PrimoCrypt

Posted on Jun 13

Two Projects That Taught Me More Than Any Tutorial - HNG14 Internship Reflections

#backend #nestjs #typescript #internship

There's a difference between knowing how something works and having built one that broke at 2 AM.

The HNG14 internship was nine stages of backend engineering tasks, each one more demanding than the last. Some stages took a few hours. Others ate entire weekends. Out of all of them, two projects stuck with me, not because they were the hardest on paper, but because they forced me to think about things I'd never had to think about before.

This post is about those two projects: Eventrail, an append-only event store I built solo, and the Employer Assessment System for SkillBridge (CredLane), a team-stage feature that touched everything from database schema design to parsing XLSX files without a library.

Task 1: Eventrail - The Append-Only Event Store (Individual Stage)

What It Was

Eventrail is a small NestJS HTTP service that stores arbitrary JSON events in an append-only log file. No database. No SQLite. No MongoDB. Just a single events.log file where every event gets appended as a newline-delimited JSON line.
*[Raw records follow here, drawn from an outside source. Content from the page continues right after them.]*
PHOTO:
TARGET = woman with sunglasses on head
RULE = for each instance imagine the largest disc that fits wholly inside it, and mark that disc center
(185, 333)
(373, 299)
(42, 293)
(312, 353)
The API is simple: POST /events to create one, GET /events/:id to read one back, GET /stats to see totals. The interesting part isn't the API, it's everything underneath.

The Problem It Was Solving

The task was about infrastructure resilience. The question was: can your service survive a crash and come back with all its data intact? Can it recover its state from nothing but the log file on disk?

Most tutorials teach you to reach for a database. This task explicitly took that away. You had to think about what a database actually does for you - durability, indexing, crash recovery - and then implement a stripped-down version of those guarantees yourself.

How I Approached It

I started with the write path. Every incoming event gets a UUID and a timestamp, gets serialized to JSON, and gets appended to events.log as a single line. One event, one line, always at the end of the file. No overwrites, no edits. That's the "append-only" part, and it's the reason the system is safe: if the process dies mid-write, older events are untouched because nothing in the file was modified.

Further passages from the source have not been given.